For an activity that is 75% bullshit, the meeting parade amounted to a lot of work. But I felt like I needed to do it to "stay relevant." That voice in my head that sounded like some over-the-hill business guru told me to "keep my network active." If I didn't use it, I might lose it.

But was that really the case?

Eventually, I started another startup because that's what I felt the world expected me to do. After all, being "in transition" means you have to transition into something.

Nine years later, I've sold that company, too. And after moving on, I'm taking a different approach to this next period.

First, I don't see it as a transition at all. By practicing mindfulness, I've learned to appreciate the present moment. I avoid the urge to look ahead to what's around the corner or over my shoulder at past accomplishments and failures. I keep my head in the now, for however long it lasts and wherever it takes me.

Second, I've opted out of the meeting gauntlet. Instead, I'm spending my mental energy creating content and building an audience.

Why? Because audience is leverage.

I don't need to schedule meeting after meeting to have the same small talk and repeat the same updates. Why do that, when I can have an ongoing conversation with thousands of people across several channels?

Before, I would throw out the same ideas at each one-on-one encounter to see if they bounced or fell flat. Now, I can hit 'Publish' to broadcast my thoughts to anyone who shares my wavelength. And I get instant feedback.

The content I create works for me when I'm having downtime with my family. When I'm sleeping, it's still going. Making new connections, generating opportunities, and creating deal flow.

For a crash course on the value of leverage, check out this explainer from Eric Jorgenson.

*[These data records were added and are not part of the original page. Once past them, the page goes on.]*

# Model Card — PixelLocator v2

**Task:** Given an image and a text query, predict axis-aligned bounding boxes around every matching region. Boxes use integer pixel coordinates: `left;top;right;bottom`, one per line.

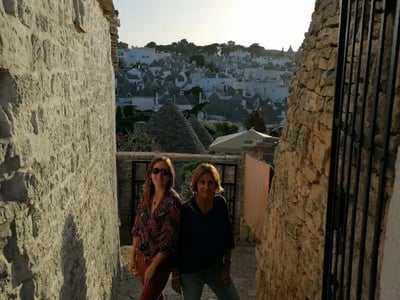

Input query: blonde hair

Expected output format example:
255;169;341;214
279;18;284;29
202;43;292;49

190;163;224;193
142;156;178;205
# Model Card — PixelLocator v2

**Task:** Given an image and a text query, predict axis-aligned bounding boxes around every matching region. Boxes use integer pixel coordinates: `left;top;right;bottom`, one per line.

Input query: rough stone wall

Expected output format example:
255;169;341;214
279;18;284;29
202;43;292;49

256;0;339;299
0;0;119;299
256;0;400;299
117;152;244;245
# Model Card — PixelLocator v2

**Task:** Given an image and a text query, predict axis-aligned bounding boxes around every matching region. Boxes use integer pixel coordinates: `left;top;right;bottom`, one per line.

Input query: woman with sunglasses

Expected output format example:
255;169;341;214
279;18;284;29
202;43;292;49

171;163;239;300
129;156;181;300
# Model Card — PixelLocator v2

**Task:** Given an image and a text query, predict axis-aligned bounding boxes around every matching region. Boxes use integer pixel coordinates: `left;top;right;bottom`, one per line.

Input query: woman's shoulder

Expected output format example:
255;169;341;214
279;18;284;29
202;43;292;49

182;198;196;212
214;194;227;205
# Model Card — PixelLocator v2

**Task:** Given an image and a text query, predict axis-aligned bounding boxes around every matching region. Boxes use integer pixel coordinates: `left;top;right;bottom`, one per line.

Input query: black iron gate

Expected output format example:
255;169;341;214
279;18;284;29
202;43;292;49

322;0;400;299
130;160;237;229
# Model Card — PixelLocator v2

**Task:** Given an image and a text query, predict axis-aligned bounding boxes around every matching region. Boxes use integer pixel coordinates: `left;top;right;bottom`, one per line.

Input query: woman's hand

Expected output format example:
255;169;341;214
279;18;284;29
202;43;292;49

171;276;182;294
128;253;138;277
144;261;157;283
221;262;231;288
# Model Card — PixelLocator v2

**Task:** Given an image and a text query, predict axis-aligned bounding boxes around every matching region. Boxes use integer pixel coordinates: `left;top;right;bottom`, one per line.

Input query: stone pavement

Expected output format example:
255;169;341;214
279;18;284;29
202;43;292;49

117;241;257;300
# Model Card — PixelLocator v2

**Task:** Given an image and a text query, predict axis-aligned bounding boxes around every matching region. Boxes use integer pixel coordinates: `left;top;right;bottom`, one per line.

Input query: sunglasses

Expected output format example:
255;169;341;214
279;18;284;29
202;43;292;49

151;168;171;176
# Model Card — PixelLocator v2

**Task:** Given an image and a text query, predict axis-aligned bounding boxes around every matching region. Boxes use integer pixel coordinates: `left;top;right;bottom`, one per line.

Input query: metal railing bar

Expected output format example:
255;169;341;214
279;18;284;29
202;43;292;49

321;0;348;299
333;1;352;299
369;1;400;299
346;0;375;299
356;0;386;299
339;1;361;299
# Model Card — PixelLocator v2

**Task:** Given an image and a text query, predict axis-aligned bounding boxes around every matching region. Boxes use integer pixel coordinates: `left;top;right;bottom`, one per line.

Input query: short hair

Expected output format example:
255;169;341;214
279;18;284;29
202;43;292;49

190;163;224;193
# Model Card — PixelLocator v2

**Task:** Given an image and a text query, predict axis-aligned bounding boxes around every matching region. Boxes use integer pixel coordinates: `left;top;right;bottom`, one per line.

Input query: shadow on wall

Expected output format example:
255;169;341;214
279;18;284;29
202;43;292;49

1;221;35;299
59;215;87;300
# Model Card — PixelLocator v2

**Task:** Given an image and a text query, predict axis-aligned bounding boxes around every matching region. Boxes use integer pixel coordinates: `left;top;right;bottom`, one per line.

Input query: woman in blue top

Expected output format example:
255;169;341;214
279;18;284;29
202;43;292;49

172;163;239;300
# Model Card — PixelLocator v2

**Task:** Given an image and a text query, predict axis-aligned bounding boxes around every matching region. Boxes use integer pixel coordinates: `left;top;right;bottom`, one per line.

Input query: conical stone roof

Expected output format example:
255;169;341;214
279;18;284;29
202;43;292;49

144;101;205;154
188;115;214;149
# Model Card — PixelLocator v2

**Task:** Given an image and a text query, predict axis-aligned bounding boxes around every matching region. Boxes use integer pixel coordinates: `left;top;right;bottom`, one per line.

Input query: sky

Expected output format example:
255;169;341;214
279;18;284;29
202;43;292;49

113;0;315;51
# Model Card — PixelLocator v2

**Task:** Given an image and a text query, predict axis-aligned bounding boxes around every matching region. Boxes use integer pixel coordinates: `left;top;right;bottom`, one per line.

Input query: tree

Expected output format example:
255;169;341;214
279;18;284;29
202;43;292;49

189;54;206;67
248;43;265;57
145;42;157;48
117;42;129;50
244;109;267;133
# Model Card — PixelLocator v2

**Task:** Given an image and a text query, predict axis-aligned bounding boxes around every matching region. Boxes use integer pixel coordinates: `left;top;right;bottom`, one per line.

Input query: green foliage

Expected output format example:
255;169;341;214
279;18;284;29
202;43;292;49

117;42;129;50
189;54;206;67
115;106;153;134
245;109;267;133
214;121;239;138
117;130;152;152
180;161;201;200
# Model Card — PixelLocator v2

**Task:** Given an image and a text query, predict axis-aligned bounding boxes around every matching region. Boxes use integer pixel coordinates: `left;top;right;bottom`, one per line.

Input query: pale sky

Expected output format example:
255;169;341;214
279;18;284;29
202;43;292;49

113;0;315;51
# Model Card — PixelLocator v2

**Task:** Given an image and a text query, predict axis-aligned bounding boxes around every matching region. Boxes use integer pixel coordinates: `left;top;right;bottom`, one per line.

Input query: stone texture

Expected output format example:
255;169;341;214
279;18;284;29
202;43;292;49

0;0;120;299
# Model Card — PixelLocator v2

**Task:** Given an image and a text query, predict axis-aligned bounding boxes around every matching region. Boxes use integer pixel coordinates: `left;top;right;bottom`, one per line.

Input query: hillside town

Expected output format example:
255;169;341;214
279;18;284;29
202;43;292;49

116;42;296;134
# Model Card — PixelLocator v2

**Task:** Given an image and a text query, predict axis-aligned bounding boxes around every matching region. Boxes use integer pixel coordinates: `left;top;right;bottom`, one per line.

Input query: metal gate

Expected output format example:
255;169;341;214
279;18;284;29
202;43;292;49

130;160;237;230
322;0;400;299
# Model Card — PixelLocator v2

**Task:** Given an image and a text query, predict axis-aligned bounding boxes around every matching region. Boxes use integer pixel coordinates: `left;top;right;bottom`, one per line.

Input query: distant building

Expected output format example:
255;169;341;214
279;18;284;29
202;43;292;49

118;47;156;67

Creating content and building an audience is still work. It takes repeated, concerted effort. But compared to hustling from meeting to meeting, the work is infinitely more scaleable.

I'm late to the audience-building game. Which is a bit ironic, since I spent my whole career building huge audiences for Bleacher Report and Inverse.
But I never tried to do the same for myself.

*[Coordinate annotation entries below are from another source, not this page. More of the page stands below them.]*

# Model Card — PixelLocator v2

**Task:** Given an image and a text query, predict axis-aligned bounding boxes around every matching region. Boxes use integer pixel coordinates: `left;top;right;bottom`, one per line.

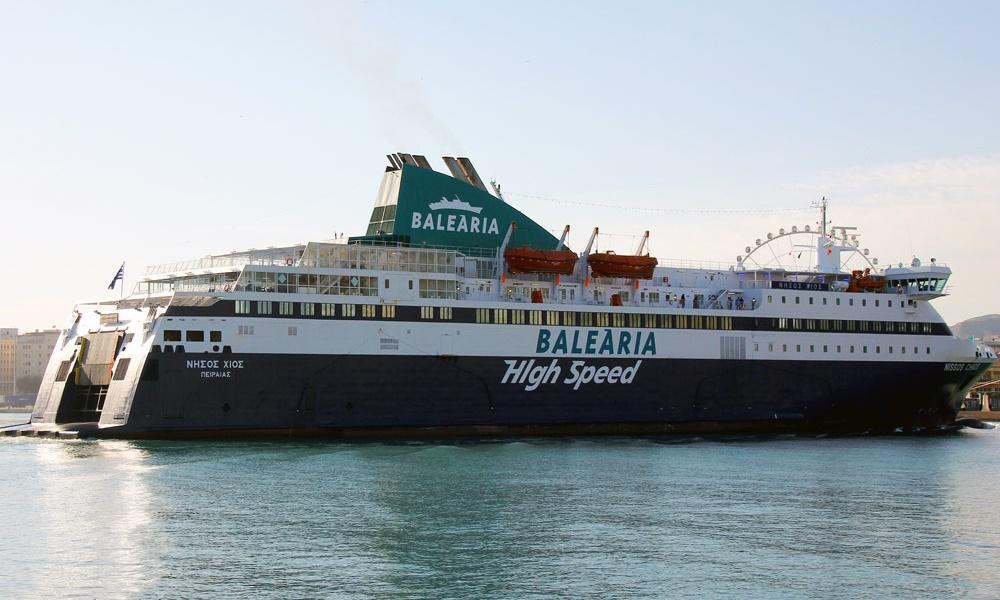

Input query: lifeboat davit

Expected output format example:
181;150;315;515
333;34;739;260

847;268;885;292
587;251;657;279
503;248;577;275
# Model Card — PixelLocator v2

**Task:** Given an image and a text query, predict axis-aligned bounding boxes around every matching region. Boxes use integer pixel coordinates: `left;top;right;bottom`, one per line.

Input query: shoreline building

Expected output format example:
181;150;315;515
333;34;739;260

0;327;17;398
14;329;59;396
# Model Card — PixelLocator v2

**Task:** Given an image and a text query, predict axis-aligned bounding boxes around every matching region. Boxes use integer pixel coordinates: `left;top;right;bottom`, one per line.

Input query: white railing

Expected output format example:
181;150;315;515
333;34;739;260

656;258;733;271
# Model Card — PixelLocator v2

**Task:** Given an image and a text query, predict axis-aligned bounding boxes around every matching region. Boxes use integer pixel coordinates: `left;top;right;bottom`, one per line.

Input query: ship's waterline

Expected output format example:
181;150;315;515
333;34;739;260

13;155;996;438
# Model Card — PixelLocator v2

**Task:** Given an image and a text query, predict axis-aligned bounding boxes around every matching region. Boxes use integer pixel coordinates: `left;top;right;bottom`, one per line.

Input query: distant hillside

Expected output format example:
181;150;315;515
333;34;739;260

951;315;1000;338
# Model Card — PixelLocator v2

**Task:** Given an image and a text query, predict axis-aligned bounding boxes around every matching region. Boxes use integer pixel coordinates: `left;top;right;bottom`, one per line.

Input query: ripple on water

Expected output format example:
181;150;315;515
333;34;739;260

0;431;1000;598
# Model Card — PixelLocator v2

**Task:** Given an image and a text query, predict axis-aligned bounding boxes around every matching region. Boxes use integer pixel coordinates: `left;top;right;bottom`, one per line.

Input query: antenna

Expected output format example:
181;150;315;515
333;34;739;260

812;196;830;237
490;179;506;201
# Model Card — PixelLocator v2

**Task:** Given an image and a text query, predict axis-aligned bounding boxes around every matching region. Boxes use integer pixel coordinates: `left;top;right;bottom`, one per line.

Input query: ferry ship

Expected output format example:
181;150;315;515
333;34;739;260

11;153;996;438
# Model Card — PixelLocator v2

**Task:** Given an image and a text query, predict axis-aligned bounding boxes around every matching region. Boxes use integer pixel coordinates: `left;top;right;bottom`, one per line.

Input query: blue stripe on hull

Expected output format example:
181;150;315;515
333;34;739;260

101;354;985;437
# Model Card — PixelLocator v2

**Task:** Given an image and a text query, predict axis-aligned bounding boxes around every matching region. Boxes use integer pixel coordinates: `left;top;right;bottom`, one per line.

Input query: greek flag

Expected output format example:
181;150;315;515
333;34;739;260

108;263;125;290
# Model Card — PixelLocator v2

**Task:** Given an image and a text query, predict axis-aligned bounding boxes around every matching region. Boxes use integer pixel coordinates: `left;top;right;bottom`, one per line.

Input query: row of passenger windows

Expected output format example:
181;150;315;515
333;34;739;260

235;300;406;319
753;342;931;354
771;318;934;333
163;329;222;342
767;294;906;308
476;308;733;330
215;300;950;335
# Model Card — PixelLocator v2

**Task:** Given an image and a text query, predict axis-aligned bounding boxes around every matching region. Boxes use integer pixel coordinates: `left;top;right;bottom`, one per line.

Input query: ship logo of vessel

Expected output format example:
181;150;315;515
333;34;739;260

427;195;483;215
410;195;500;235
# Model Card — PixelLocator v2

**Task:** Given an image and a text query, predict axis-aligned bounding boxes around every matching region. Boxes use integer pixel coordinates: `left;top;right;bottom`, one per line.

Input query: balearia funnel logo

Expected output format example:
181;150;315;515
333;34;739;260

410;194;500;235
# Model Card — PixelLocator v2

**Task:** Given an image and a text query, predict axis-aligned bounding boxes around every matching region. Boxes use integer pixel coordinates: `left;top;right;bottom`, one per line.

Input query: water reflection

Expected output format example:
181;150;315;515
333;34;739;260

0;432;1000;598
0;440;159;597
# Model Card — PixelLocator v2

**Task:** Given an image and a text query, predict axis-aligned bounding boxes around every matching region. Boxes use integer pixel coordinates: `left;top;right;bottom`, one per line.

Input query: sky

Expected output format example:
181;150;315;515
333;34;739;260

0;0;1000;329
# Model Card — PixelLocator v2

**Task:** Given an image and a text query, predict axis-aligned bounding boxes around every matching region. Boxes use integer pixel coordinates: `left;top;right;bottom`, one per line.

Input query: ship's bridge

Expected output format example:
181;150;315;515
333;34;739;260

885;258;951;299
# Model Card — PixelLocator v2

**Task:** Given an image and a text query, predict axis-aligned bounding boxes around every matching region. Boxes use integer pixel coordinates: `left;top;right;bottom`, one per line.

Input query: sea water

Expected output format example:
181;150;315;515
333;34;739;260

0;415;1000;598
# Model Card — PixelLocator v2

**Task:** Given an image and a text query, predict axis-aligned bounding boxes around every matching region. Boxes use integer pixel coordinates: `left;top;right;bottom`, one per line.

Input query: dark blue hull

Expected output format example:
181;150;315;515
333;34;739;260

80;354;985;437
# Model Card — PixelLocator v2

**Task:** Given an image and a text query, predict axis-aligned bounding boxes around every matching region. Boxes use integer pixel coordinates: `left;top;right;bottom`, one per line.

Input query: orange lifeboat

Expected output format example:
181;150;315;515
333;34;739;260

587;251;657;279
503;248;577;275
847;269;885;292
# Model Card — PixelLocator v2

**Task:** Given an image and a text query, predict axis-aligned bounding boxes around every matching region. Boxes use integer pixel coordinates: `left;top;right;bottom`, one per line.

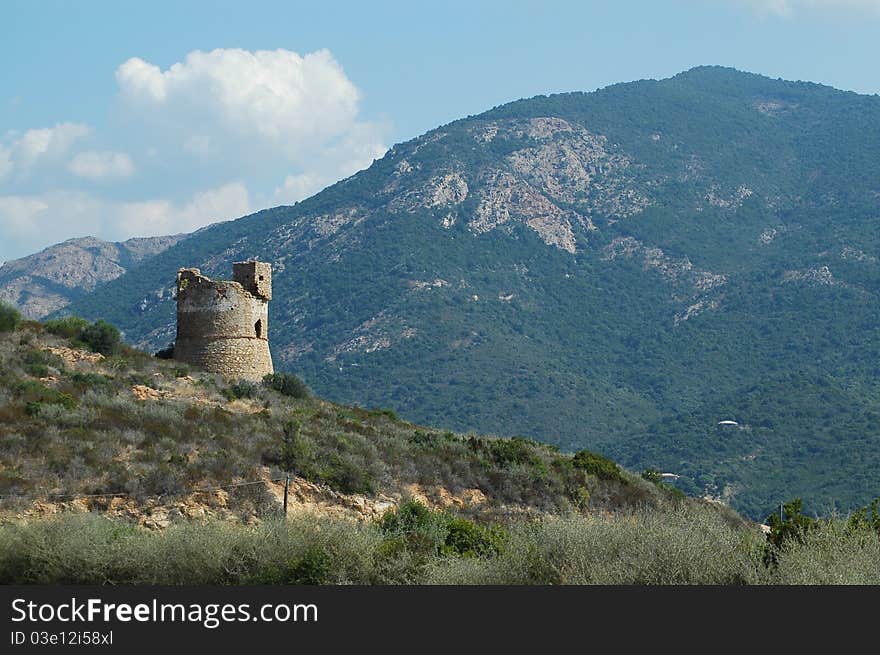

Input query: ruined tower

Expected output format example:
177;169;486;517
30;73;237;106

These days, audience building is all the rage. Experts and builders from all over the business world have discovered that audiences create unfair advantages.

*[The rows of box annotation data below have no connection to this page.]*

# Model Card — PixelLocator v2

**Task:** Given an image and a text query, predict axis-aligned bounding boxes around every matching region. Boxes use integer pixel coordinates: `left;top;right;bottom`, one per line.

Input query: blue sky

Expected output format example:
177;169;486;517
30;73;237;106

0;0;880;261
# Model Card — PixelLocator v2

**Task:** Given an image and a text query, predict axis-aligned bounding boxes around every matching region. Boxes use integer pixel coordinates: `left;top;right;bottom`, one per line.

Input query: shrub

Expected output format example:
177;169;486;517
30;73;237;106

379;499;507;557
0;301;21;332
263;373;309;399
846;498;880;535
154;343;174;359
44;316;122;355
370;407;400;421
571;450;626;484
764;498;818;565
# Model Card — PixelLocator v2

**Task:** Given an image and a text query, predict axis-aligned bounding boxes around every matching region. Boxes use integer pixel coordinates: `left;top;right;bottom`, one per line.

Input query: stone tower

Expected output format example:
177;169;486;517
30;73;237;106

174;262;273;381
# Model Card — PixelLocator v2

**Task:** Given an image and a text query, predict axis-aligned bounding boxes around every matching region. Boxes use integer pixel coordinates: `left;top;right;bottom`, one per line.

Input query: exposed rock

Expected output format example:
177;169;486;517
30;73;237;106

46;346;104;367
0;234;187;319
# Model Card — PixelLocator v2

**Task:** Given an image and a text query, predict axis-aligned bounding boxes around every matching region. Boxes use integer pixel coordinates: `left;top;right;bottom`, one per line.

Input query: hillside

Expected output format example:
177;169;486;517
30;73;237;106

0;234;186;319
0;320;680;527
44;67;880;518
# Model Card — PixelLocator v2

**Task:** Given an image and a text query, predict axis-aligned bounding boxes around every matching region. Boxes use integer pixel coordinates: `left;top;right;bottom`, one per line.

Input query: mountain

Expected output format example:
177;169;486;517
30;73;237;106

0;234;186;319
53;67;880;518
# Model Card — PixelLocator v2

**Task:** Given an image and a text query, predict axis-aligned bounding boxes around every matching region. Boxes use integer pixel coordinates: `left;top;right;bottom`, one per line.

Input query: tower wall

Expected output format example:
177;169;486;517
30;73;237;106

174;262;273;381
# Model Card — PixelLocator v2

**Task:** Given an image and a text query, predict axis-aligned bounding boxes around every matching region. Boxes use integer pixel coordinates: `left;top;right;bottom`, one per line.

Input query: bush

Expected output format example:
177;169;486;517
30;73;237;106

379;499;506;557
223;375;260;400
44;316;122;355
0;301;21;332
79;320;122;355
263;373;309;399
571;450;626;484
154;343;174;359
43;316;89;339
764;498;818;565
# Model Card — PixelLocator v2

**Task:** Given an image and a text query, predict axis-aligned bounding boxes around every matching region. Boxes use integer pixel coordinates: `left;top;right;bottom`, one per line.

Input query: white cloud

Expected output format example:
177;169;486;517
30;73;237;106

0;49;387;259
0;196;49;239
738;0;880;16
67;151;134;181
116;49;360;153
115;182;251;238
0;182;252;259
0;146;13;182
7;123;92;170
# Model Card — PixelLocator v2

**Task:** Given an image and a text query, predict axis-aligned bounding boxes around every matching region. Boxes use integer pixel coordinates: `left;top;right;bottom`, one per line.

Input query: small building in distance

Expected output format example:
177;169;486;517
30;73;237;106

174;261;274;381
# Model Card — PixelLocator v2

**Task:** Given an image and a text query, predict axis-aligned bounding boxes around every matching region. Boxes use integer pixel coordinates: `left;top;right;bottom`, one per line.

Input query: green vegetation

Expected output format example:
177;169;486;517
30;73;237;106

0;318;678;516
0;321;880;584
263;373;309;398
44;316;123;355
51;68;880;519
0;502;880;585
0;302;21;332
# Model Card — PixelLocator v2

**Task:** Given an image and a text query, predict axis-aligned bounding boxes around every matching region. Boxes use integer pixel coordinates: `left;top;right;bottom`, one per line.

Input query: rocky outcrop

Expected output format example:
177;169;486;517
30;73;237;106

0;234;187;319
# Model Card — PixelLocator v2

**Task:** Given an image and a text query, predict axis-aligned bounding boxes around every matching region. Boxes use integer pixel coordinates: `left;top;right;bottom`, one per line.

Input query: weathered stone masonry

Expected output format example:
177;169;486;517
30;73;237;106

Last week on Audience Builders, I talked to James Camp and Codie Sanchez about this very topic.

Codie built a successful career as a public and private equity investor. She could have continued on that path and crushed it. But she's gone all in on building an audience.  

Contrarian Thinking, Codie's newsletter, grew to over 200,000 subscribers in a year. Her readers come for the unconventional cash flow ideas, and stay for the captivating writing.

Codie's an expert in applying financial leverage to grow wealth. And now, she's building audience leverage to do the same.

A lot of investors today, we're realizing that there's a new form of leverage out there

And who loves leverage more than financial professionals?

And that new form of leverage is audience.

- Codie Sanchez

James has a career as an entrepreneur, internet marketer, and website flipper. Now, he's executing a roll-up of e-commerce websites. And his Twitter audience is the secret weapon generating proprietary deal-flow.

Sure, there are risks to building audience. To gain the leverage, you put up your reputation as collateral. If you fuck up or do something dumb, you could ruin it.

This risk alone stops many people from ever starting out. It held me back for years. But a reputation is only as good as what you do with it.

As James said:

You'll never know how successful you can be until you stop caring what people think about you.

In other words, YOLO.

***

I still take meetings. As the world springs back to life, seeing people face-to-face feels more vital than ever.

But I've stepped off the meeting treadmill. I don't worry about staying relevant or keeping my network active.

With that pressure gone, I enjoy the meetings I do have a hell of a lot more now.

By creating content, I'm building leverage. By activating an audience, I'm applying it.

Day or night, I know it's working for me.